A three-judge panel of the District II Court of Appeals this week ordered Racine County Circuit Judge Eugene Gasiorkiewicz to “determine which specific documents” from the record, “if any,” should remain blocked from public view, including the docket listing pleadings, orders and hearings.
Gasiorkiewicz is supposed to complete his work within 60 days. Within 14 days of his decisions, the circuit court clerk must return the full record, including any new materials related to the remand review, back to the Court of Appeals.
It seems to presume that Gasiorkiewicz will open up some of the records, as the order instructs the clerk to “ensure that the record accurately reflects which specific documents or portions thereof are sealed.”
The appellate court order notes that Gasiorkiewicz had sealed the whole court record before deciding some documents in the underlying action were privileged and some were not.
“It appears to this court that the circuit court’s order sealing the entire record is, at the very least, broader than necessary to protect the interests at stake, given the presumption of openness in public records.”
Once the case returns to the Court of Appeals, the City of Racine, the original plaintiff Sandra Weidner, an alderman there, and the news media will have 30 days to file briefs.
The case began after Weidner filed a public records lawsuit for access to materials — mostly her own city emails — that the city attorney had used in a presentation to other aldermen during a closed session of the executive committee.
She was running for mayor at the time, in the fall of 2017.
But at the first hearing on the case, in January, Gasiorkiewicz met with lawyers in his chambers and then told people in the courtroom they had to leave because he was sealing the case.
It can’t be found on CCAP, the state’s online court records index.
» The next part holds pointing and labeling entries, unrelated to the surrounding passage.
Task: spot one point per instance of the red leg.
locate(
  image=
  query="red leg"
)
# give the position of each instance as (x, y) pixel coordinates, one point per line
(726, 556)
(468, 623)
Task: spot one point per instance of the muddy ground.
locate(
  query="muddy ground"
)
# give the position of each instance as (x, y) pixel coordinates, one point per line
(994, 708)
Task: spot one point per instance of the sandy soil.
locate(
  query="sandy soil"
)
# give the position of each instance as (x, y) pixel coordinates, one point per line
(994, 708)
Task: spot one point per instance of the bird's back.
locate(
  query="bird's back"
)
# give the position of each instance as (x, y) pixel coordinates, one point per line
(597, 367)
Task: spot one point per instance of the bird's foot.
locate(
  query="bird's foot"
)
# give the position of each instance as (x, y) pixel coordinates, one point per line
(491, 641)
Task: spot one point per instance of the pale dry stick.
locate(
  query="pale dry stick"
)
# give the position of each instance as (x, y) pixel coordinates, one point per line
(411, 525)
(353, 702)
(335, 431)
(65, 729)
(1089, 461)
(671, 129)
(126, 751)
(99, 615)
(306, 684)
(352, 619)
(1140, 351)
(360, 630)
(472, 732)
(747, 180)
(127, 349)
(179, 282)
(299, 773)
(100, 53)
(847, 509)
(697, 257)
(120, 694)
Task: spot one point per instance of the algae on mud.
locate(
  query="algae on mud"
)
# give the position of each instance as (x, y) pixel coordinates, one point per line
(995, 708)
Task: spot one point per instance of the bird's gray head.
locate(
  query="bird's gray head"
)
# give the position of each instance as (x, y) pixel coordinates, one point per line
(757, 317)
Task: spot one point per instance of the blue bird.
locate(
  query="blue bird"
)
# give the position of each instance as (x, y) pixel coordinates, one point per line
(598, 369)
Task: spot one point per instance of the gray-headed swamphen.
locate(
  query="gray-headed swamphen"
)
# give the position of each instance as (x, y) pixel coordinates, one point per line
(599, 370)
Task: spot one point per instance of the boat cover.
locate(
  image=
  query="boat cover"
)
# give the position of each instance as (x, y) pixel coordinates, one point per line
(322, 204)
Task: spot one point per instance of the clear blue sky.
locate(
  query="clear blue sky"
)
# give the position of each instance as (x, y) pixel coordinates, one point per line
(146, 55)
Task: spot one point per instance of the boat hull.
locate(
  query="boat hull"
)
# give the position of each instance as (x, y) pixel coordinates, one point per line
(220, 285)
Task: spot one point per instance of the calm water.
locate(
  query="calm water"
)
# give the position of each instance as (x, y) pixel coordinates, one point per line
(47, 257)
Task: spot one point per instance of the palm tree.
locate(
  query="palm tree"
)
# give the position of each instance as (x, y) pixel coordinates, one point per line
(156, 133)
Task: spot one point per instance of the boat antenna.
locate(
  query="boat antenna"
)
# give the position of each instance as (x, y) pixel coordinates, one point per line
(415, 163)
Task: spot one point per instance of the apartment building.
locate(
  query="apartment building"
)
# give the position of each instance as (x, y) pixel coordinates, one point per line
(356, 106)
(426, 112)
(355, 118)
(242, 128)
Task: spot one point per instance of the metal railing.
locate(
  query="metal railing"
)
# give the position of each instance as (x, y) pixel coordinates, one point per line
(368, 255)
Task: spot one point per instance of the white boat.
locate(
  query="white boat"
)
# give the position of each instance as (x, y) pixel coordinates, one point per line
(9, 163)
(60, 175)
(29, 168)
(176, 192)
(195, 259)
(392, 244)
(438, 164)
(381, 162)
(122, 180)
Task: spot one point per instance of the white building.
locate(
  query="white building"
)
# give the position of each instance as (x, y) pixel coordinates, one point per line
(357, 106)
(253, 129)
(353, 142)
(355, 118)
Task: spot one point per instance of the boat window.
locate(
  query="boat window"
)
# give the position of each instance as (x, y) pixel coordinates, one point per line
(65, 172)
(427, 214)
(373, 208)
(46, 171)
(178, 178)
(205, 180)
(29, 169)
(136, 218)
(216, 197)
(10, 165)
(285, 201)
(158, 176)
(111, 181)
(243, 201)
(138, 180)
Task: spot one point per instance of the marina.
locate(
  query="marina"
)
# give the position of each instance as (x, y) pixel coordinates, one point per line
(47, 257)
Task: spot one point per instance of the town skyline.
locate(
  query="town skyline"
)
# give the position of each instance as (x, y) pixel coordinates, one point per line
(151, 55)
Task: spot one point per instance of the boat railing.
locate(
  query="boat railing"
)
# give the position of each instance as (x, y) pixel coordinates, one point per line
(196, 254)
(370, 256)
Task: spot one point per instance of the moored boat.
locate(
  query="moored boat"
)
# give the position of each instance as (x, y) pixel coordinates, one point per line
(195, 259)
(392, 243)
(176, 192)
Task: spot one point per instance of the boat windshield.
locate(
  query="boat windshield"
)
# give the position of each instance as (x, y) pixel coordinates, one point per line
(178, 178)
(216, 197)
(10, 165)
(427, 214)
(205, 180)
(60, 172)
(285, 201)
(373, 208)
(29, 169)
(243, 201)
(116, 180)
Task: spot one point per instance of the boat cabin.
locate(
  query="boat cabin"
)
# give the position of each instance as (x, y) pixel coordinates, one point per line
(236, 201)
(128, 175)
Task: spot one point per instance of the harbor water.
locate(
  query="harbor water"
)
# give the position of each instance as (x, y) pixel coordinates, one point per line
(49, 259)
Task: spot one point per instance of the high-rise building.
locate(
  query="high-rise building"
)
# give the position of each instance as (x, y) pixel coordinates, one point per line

A search by case number produces a result that only says the case is sealed.
The Court of Appeals ordered that the challengers — the Journal Sentinel, USA TODAY NETWORK-Wisconsin, the Wisconsin Freedom of Information Council, the Wisconsin Newspaper Association and the Wisconsin Broadcasters Association — be added to the case caption as intervenorsappellants, though for now, no one can see the caption.
The City of Racine had opposed allowing the news groups and the council to intervene in the case.
Court of Appeals judges Paul Reilly, Brian Hagedorn and Mark Gundrum issued the decision.